It is a fine line between being to aggressive with your adjustment of stop positions and letting a position ride. There are a number of things to consider when determining your exits so lets explore these now.
- Firstly you need to be realistic with profit targets in relation to the time-frame you are trading. For example if you are trading the one hour chart it is not realistic to expect to catch a 2000 pip move. The currency pair is going to have a retrace at some time and unless you have picked the exact bottom of the move and are prepared to watch a very large portion of your profits evaporate or even all your profits if say it is forming a double bottom for example.
- Trailing stops can be utilized effectively again if back-testing is carried out to ascertain the right size to trail your stop in relation to that particular currency pair.

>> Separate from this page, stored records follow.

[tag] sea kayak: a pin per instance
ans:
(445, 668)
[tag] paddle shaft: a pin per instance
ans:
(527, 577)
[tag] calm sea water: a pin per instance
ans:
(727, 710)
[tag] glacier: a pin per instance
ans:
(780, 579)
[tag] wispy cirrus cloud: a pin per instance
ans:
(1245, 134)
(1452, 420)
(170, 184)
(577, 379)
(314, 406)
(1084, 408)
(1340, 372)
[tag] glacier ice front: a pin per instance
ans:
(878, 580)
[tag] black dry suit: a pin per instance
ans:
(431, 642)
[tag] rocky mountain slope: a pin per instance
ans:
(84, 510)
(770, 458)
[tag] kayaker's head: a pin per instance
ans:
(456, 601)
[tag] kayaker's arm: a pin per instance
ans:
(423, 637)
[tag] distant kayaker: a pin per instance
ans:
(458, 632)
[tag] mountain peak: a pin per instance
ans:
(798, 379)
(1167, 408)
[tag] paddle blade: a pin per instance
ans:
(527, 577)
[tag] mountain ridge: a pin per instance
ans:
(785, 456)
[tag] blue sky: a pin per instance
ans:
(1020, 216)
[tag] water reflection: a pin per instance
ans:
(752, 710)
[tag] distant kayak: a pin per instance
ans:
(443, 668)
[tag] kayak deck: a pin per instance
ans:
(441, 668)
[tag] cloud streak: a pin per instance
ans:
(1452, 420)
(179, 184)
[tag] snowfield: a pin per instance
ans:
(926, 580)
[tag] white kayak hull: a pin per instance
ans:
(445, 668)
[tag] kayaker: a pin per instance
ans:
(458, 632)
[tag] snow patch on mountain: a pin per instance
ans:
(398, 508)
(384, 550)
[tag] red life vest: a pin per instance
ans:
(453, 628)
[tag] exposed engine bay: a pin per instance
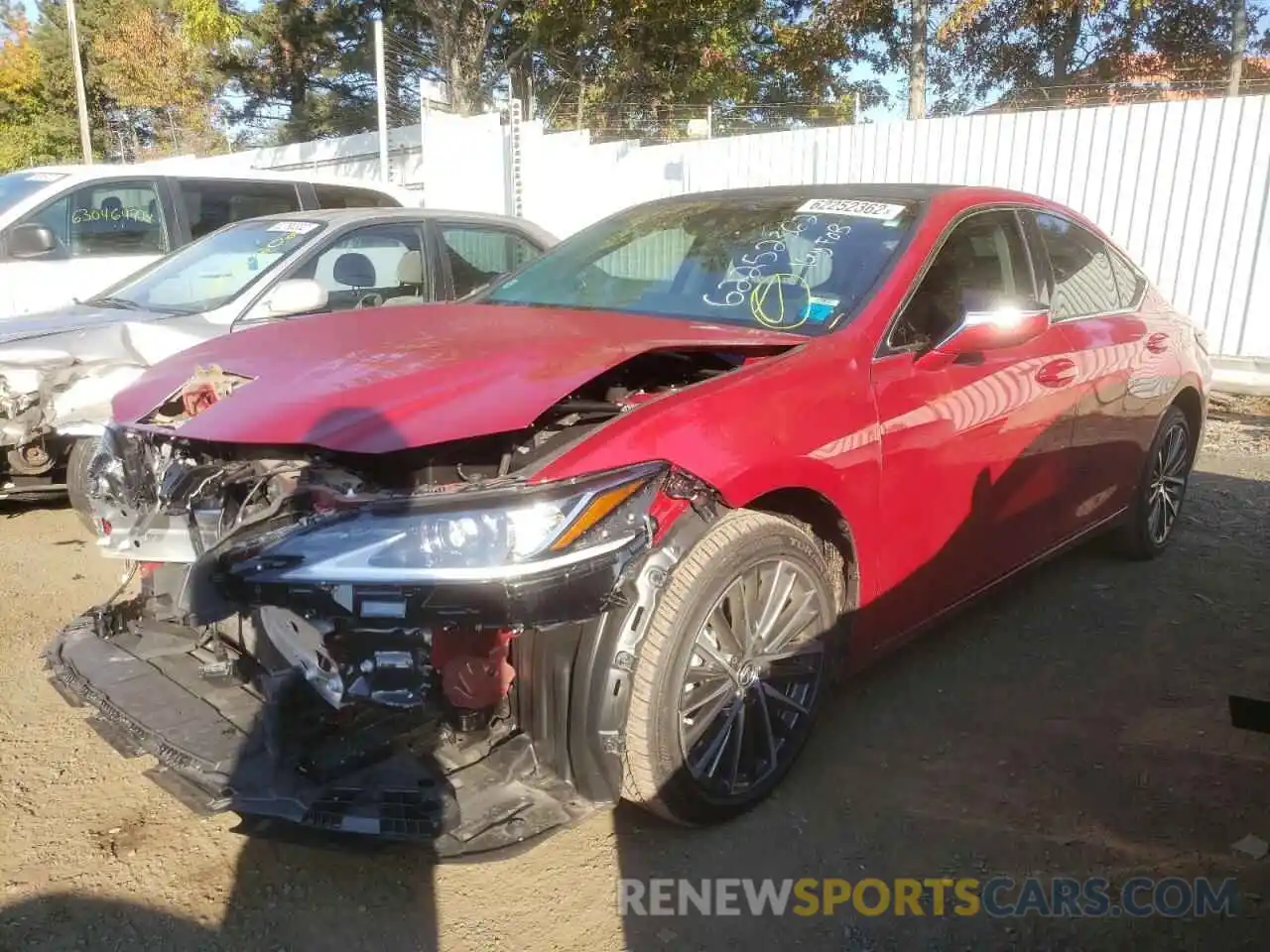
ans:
(59, 375)
(409, 604)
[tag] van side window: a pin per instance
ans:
(108, 218)
(212, 203)
(344, 197)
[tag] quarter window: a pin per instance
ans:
(212, 203)
(1129, 284)
(1083, 284)
(982, 261)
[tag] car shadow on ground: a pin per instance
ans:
(1074, 724)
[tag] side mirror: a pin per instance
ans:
(1003, 324)
(31, 240)
(295, 296)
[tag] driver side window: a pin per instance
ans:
(983, 258)
(370, 267)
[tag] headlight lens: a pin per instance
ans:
(504, 535)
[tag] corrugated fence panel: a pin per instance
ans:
(1183, 185)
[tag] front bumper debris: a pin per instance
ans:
(248, 746)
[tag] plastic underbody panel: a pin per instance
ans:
(267, 747)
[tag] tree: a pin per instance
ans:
(917, 59)
(1238, 44)
(642, 68)
(159, 80)
(462, 36)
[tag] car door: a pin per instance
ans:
(974, 452)
(474, 254)
(105, 230)
(1112, 347)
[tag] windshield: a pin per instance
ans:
(785, 263)
(213, 271)
(23, 184)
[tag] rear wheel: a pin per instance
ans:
(76, 480)
(731, 671)
(1160, 495)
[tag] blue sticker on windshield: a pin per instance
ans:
(818, 309)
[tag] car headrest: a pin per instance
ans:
(411, 268)
(354, 270)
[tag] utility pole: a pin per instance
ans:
(382, 98)
(80, 95)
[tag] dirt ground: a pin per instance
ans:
(1075, 724)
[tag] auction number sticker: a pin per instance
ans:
(294, 227)
(853, 207)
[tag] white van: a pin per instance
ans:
(67, 232)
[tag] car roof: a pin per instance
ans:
(208, 169)
(340, 217)
(892, 191)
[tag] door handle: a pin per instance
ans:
(1057, 373)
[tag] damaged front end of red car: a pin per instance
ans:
(423, 645)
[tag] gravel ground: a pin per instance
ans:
(1071, 725)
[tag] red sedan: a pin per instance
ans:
(606, 529)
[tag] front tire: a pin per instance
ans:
(731, 670)
(1161, 492)
(76, 480)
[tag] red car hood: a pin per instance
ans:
(407, 377)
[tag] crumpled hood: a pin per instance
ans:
(394, 379)
(68, 318)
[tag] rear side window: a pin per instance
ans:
(1083, 282)
(344, 197)
(108, 218)
(477, 255)
(212, 203)
(1129, 284)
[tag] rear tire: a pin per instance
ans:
(76, 480)
(722, 701)
(1161, 492)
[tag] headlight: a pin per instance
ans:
(493, 535)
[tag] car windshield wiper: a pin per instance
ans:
(116, 302)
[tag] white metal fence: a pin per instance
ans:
(1182, 185)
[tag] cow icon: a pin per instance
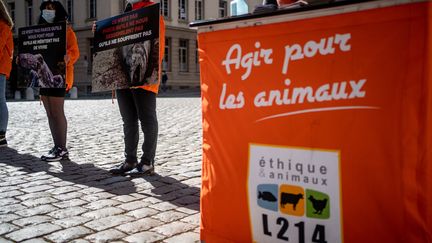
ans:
(289, 198)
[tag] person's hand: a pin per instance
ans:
(94, 27)
(67, 59)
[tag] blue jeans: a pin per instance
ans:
(4, 114)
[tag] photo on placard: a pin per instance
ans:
(126, 50)
(40, 59)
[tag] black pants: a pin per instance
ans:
(138, 104)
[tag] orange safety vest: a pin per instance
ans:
(6, 49)
(73, 52)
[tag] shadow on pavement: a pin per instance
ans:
(83, 174)
(173, 191)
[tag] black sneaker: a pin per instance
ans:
(57, 155)
(50, 154)
(123, 168)
(3, 142)
(142, 169)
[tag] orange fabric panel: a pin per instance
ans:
(73, 52)
(6, 49)
(380, 130)
(155, 87)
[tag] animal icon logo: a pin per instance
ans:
(318, 205)
(267, 196)
(289, 198)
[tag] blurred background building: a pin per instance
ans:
(181, 54)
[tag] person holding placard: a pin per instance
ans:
(6, 53)
(139, 104)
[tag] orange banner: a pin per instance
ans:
(319, 130)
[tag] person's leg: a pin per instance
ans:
(130, 123)
(145, 102)
(58, 118)
(4, 114)
(46, 103)
(54, 107)
(130, 130)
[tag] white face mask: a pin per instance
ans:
(48, 15)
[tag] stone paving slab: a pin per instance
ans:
(79, 200)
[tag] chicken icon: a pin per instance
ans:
(318, 205)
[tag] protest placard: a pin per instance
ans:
(126, 50)
(41, 51)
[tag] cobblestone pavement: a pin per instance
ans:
(78, 200)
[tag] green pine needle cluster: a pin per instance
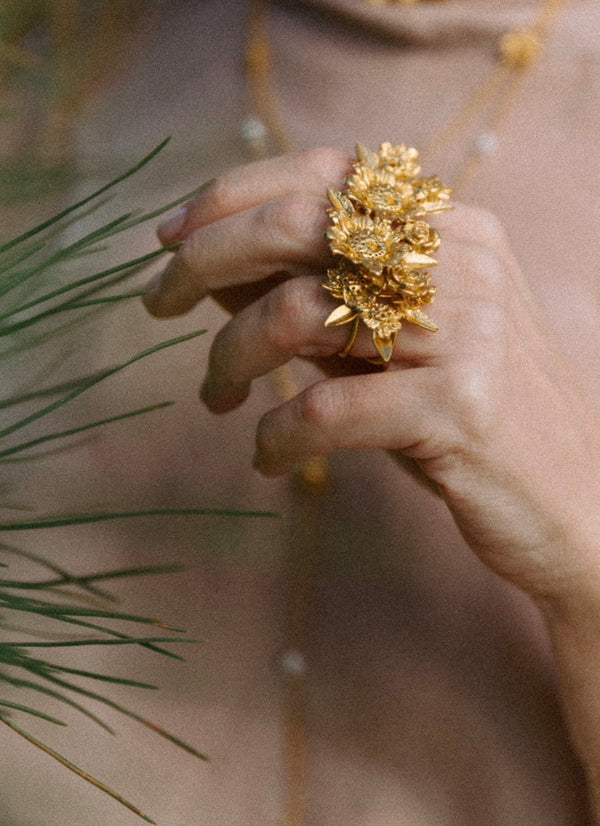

- A system of moving stops up as new lows are formed and confirmed can be effective.
- Another method that works quite well is through the use of a moving average, you just trail your stop under the moving average and when price closes below the moving average the position is liquidated.
- Scaling out of positions is a great way to assure profits are banked, this way one can reduce risk and still target larger parts of the move.
- A common target when swing trading and entering on retracements is the most recent swing high, you will regularly see price test recent swing highs at a minimum, this is a high probability target and a very realistic goal.
The style of trading that suits your personality will determine a lot of these things. First you need to identify if you are going to be a trend follower or swing trader. How many hours a day you plan to trade or have available as this will dictate which time frames you trade. Once these things are decided then you can choose which style is best for you.